Whitfill walked onlookers through the realities of rising health care costs with an array of data and charts. He said all the players in health care - business, government, and patients — are near exhausting their ability to fund health care under the traditional fee-for-service model. Further, this rising trend in health spending — which is at about 17 percent of gross national product — has some potentially serious consequences.
"Our ability to compete in global markets will be diminished once health care spending exceeds 20 percent in the U.S.," he predicted.
He reminded the audience that starting in 2020 automatic reimbursement increases will end. Physicians, including radiologists, will then be subject to payment increases or decreases under the Merit Incentive Payments System (MIPS) depending on how they perform on cost and quality metrics. By 2022, low-performing radiologists could see their payments begin to drop nine percent a year.
Whitfill warned that in a value-based system, imaging is at risk of becoming a cost center, rather than the traditional revenue center. He acknowledged the work of the American College of Radiology (ACR), and its Imaging 3.0 program, to prepare for VBP and MIPS. However, he said imaging might need to consider more radical, faster changes.

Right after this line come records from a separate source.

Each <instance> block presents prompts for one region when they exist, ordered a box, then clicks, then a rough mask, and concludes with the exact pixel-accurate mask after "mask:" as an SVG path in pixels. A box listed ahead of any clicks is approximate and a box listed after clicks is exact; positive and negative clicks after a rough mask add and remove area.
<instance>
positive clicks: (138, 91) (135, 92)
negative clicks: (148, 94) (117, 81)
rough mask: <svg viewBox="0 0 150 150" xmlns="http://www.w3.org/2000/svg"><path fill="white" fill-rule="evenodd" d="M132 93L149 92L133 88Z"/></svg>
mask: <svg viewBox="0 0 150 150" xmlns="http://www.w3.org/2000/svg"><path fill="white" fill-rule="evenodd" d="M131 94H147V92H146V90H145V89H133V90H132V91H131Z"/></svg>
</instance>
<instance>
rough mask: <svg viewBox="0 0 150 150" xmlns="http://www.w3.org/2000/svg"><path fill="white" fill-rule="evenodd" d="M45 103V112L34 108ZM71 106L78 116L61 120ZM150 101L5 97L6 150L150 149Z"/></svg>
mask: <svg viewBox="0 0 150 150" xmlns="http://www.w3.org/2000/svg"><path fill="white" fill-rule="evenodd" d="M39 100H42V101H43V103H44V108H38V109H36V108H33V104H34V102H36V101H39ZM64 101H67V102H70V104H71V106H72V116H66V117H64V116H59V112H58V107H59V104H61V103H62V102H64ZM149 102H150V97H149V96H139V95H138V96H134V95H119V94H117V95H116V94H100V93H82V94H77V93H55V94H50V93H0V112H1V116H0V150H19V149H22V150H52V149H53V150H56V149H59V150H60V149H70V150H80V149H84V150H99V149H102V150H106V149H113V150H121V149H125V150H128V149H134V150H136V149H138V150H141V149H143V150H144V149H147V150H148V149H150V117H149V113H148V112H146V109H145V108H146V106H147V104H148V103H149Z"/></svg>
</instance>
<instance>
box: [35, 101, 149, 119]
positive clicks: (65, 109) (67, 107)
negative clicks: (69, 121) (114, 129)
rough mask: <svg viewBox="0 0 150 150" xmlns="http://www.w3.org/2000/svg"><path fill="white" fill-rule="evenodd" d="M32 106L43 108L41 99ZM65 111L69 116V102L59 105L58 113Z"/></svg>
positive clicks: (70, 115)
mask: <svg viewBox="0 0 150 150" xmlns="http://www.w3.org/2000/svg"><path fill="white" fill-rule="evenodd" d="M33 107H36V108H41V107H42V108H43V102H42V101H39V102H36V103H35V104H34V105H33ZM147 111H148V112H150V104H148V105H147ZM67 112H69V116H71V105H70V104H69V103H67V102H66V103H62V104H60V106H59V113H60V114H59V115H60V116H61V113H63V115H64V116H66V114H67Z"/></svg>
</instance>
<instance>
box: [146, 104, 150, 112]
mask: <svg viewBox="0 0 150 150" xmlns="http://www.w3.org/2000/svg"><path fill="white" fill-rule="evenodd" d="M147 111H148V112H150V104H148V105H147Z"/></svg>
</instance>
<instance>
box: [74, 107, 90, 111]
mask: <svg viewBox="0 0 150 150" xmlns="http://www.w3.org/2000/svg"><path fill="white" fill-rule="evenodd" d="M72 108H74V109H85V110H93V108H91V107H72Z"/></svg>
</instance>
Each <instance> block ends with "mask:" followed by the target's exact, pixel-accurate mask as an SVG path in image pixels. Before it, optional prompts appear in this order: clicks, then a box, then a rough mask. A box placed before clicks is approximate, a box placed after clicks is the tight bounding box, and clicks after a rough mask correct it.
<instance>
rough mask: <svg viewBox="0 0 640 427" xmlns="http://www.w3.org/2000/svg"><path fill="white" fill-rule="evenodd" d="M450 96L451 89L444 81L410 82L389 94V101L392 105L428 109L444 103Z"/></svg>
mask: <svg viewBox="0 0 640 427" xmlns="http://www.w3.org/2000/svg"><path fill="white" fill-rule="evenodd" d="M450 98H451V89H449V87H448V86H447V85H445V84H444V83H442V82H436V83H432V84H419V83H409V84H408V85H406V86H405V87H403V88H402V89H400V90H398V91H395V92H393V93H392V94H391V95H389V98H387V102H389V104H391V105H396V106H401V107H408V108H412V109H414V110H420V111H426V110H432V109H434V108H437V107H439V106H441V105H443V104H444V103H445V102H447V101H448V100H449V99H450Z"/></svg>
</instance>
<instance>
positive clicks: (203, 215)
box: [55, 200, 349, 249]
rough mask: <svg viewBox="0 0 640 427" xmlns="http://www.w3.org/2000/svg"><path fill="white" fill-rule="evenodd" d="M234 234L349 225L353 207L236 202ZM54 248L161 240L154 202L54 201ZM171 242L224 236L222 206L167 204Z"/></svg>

"One of the largest barriers to this effort is the volume focus on imaging and the threat of commoditization," he said. "Compensation and workflow are set up to maximize RVU production, which runs at odds with any VBP strategy."
He proposed several possible actions radiologists might take. Because they are already skilled in informatics, and connected to all specialties, there is the possibility that radiologists could devise best practices to guide population wellness management. Whitfill also advised that radiologists get involved with health system governance to understand VBP issues and challenges better.
This, he said, would be a way for radiologists to help health systems that take on risk-based contracts reduce costs and improve outcomes. Radiologists might even do this themselves under a risk-based scenario, getting paid for each member per month.
"Some radiology practice is going to figure this out," he predicted, noting the alternative is for radiologists to become an outsourced reading service in a future that will include getting compensated as part of bundled payments. "To avoid this kind of result, radiologists need to engage clinicians and patients in a much greater manner."